Ms McGowan took the opportunity at a cheque presentation from Totally Renewable Yackandandah to the town’s football and netball club on Friday to tell the community that two weeks before Christmas she would bring together people to plan next year’s roll-out of a discussion to spark what she describes as ‘Totally Renewable Indi’.
“I want to involve the people who can help us to pick up this (Yackandandah) model and roll it out in all of our communities,” she told community representatives attending a reception to welcome Australian Broadcasting Corporation executives to Yackandandah.
“It’s very exciting work.”
Totally Renewable Yackandandah co-presidents Matt Charles-Jones and Matt Grogan had earlier announced a $10,000 perpetual energy fund interest-free loan to the Yackandandah Kangaroos.
It will be used to help the club to fund ways to reduce energy costs at the Yackandandah sporting complex.
The savings it will make on its energy bills from lighting upgrades and other energy-saving improvements will be paid back into TRY’s perpetual energy fund so that the process can be repeated for other community organisations.

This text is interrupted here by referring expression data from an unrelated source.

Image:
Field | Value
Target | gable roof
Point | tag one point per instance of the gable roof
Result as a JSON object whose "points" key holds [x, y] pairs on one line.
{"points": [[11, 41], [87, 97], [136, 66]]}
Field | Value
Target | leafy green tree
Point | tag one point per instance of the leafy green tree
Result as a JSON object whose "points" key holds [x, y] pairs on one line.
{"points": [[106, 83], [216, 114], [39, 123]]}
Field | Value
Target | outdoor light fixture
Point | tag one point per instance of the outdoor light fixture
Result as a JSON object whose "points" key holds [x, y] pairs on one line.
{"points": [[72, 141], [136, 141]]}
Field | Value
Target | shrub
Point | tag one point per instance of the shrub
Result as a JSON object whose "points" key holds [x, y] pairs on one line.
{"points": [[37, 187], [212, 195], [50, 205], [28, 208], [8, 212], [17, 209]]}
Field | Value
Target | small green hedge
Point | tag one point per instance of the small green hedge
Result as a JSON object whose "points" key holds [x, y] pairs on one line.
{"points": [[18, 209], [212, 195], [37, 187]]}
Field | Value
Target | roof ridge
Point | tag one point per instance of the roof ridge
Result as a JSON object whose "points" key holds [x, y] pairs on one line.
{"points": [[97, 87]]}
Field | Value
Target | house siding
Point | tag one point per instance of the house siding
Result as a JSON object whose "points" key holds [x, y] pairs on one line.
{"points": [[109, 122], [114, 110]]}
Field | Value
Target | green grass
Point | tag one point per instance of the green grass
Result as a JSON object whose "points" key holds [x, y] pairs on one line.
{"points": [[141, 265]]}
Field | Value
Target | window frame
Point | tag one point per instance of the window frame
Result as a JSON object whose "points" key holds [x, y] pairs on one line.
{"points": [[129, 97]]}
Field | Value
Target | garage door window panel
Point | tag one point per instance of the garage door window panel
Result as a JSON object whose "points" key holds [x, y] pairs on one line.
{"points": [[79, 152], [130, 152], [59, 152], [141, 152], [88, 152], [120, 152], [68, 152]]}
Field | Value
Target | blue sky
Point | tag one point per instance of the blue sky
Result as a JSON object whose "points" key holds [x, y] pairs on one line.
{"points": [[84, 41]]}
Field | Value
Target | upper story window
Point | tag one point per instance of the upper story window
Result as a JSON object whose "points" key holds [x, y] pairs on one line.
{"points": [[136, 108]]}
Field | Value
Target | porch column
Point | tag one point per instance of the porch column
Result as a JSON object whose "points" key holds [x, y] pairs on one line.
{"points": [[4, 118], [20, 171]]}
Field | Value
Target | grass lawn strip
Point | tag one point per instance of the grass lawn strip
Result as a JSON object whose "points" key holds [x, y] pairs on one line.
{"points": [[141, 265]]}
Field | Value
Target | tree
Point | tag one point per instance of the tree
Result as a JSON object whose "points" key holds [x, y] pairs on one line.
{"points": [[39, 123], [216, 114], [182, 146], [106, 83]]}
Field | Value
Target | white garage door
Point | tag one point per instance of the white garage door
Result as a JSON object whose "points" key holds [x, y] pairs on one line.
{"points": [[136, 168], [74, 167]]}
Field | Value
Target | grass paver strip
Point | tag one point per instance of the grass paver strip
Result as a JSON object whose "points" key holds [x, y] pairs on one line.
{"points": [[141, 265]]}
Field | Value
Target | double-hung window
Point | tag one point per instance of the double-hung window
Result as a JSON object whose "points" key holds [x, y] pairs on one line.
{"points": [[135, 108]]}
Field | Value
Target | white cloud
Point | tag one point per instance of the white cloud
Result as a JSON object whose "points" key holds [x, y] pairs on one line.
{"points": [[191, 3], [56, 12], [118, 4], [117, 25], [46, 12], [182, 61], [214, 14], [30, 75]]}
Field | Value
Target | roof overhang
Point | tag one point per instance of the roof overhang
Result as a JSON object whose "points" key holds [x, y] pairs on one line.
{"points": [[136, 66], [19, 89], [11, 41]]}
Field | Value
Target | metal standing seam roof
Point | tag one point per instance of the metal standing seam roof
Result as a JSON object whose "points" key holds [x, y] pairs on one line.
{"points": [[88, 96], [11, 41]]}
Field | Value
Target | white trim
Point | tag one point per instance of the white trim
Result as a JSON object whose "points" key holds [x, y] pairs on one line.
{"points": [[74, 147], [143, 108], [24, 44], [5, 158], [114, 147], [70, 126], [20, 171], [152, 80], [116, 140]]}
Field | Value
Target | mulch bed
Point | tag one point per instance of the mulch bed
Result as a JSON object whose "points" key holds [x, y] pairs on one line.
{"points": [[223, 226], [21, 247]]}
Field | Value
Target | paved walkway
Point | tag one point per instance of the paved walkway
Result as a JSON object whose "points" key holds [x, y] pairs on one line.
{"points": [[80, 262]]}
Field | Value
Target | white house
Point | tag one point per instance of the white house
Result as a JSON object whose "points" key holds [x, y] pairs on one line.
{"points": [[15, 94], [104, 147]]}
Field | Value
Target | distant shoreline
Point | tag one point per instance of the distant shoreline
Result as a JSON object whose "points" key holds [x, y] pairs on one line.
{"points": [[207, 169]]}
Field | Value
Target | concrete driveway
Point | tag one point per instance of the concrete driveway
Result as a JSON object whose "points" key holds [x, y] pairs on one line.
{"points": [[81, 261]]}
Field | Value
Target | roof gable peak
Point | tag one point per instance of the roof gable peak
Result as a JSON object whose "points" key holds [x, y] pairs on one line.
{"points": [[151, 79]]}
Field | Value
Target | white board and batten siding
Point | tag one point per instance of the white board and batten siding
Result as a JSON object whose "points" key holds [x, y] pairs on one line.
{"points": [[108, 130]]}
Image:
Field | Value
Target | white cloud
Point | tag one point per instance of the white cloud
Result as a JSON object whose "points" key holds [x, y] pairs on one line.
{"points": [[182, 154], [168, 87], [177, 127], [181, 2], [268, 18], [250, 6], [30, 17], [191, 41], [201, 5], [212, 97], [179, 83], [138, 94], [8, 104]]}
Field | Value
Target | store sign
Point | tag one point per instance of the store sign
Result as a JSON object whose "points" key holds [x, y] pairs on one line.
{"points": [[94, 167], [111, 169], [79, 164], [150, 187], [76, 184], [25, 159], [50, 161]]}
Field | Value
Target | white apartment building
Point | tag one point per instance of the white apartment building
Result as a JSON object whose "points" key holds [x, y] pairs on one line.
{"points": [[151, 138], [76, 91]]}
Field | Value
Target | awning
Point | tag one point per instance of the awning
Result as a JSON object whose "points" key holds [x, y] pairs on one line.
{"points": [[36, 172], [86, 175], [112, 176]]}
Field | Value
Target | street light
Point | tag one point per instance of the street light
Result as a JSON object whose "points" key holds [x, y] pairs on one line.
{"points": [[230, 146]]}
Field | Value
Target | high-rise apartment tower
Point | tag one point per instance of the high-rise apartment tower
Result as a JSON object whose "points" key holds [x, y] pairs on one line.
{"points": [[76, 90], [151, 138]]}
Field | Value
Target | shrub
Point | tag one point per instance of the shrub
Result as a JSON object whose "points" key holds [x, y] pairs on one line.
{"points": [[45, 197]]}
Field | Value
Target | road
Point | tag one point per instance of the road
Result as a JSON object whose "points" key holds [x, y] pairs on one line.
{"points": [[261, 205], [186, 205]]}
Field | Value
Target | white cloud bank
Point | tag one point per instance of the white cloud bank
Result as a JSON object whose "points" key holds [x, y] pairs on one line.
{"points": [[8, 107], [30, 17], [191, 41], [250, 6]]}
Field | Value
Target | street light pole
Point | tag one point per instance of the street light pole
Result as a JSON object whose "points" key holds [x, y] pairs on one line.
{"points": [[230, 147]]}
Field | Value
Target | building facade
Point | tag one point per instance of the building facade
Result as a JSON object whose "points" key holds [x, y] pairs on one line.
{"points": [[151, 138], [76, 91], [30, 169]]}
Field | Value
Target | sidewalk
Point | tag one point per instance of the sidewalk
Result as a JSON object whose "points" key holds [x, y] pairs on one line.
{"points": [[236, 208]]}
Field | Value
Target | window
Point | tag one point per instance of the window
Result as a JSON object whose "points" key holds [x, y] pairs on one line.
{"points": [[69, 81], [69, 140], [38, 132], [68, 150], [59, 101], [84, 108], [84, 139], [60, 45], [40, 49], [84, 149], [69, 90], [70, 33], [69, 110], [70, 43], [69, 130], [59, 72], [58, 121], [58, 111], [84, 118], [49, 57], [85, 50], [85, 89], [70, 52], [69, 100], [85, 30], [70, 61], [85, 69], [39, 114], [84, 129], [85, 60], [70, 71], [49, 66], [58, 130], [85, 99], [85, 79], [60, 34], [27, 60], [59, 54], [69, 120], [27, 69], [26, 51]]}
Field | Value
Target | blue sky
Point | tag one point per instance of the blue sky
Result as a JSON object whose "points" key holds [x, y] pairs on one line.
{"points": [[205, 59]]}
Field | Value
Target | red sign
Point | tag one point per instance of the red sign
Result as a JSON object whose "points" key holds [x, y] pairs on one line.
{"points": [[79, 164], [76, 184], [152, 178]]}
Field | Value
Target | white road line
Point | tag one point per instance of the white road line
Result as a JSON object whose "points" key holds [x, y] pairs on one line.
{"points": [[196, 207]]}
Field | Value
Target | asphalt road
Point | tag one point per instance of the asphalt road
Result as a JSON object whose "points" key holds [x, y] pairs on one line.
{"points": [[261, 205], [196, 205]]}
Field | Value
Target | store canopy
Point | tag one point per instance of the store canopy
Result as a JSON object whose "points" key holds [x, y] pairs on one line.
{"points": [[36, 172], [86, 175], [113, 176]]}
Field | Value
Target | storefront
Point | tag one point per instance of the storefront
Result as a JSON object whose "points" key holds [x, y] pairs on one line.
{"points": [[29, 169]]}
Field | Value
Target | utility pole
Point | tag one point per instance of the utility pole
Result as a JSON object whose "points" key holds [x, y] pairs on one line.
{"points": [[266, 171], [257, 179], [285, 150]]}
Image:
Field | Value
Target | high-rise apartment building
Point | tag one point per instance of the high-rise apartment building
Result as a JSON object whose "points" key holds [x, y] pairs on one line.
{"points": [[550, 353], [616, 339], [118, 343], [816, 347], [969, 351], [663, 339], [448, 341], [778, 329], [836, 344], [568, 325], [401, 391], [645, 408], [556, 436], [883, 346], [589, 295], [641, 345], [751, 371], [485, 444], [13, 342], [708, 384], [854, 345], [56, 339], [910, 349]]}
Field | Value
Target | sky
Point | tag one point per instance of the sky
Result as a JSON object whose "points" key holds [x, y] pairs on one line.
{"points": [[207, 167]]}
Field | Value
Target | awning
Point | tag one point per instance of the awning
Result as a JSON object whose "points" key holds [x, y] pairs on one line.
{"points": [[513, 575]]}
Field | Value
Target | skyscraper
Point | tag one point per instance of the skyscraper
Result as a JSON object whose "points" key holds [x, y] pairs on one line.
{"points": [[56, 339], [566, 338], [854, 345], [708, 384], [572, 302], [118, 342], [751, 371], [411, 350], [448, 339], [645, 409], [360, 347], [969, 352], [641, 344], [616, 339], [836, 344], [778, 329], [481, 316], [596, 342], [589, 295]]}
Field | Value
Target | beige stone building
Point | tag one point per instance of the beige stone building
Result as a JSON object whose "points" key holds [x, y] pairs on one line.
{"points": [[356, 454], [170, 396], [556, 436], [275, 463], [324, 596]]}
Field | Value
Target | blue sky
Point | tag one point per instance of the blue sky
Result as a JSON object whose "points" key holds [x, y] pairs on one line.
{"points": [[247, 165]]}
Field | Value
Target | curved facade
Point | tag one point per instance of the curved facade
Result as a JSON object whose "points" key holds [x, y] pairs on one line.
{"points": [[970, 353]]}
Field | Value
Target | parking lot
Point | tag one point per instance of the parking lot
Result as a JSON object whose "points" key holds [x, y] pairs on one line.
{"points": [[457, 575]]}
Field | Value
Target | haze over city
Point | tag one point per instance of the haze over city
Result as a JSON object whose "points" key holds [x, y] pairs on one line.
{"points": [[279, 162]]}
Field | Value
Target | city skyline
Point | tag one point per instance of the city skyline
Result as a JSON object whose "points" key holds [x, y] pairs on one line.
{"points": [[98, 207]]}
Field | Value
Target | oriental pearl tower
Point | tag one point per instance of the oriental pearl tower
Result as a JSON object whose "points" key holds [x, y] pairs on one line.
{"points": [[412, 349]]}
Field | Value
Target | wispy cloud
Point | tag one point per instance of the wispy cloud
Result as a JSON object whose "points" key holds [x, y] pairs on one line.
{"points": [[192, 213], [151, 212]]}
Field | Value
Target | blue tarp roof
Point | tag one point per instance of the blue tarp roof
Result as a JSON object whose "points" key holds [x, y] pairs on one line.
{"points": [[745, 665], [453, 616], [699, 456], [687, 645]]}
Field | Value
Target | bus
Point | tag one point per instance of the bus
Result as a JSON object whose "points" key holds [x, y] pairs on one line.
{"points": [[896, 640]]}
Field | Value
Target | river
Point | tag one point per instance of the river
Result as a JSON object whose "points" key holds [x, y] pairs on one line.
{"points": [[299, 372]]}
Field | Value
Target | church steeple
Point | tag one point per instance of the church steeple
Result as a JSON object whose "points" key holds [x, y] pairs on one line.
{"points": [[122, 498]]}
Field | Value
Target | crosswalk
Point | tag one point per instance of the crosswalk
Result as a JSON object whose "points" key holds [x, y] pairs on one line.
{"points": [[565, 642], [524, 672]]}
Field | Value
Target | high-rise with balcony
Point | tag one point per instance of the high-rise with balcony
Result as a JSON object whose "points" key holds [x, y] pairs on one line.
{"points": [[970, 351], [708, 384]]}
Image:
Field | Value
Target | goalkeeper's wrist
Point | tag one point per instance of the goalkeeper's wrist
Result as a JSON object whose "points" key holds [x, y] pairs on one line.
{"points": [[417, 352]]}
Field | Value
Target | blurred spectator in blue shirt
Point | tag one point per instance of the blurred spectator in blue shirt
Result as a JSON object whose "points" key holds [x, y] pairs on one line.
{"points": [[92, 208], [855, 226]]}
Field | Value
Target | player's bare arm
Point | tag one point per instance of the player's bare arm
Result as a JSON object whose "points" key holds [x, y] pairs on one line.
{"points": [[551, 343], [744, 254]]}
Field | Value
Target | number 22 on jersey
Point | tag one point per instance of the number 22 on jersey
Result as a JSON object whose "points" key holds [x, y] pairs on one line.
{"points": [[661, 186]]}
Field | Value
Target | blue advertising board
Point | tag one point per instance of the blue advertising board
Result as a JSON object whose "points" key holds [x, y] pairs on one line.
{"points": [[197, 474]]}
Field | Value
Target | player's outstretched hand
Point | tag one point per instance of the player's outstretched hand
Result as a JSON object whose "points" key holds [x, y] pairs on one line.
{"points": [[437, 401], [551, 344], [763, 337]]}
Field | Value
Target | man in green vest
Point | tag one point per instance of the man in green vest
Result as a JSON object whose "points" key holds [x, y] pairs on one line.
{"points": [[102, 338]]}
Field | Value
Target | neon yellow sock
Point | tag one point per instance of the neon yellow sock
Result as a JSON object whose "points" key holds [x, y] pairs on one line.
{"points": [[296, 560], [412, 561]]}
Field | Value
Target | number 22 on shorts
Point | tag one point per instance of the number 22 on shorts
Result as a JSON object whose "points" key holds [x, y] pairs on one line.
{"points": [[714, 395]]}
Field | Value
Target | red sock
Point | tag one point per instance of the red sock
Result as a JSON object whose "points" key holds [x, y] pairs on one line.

TRY earlier this year advanced $5000 to Yackandandah Health for the same purpose, enabling it to commission a 90 kilowatt solar panel energy-generation system that is expected to save the service up to $1 million across the next 25 years.
The investment will also lead to a reduction in service greenhouse gas emissions of 115 tonnes per year – the equivalent of taking 23 cars permanently from the road.
“This is imagination on display,” Mr Charles-Jones said.
TRY has secured a partnership with Ausnet Services and North East Water to help create a sustainable model by which the community’s ambitions can be brought to reality.
The capital in the perpetual energy fund has been raised across the community from donations.
Mr Grogan said the fund remained open to receive more capital.
“We can always do with a bigger bucket,” he said.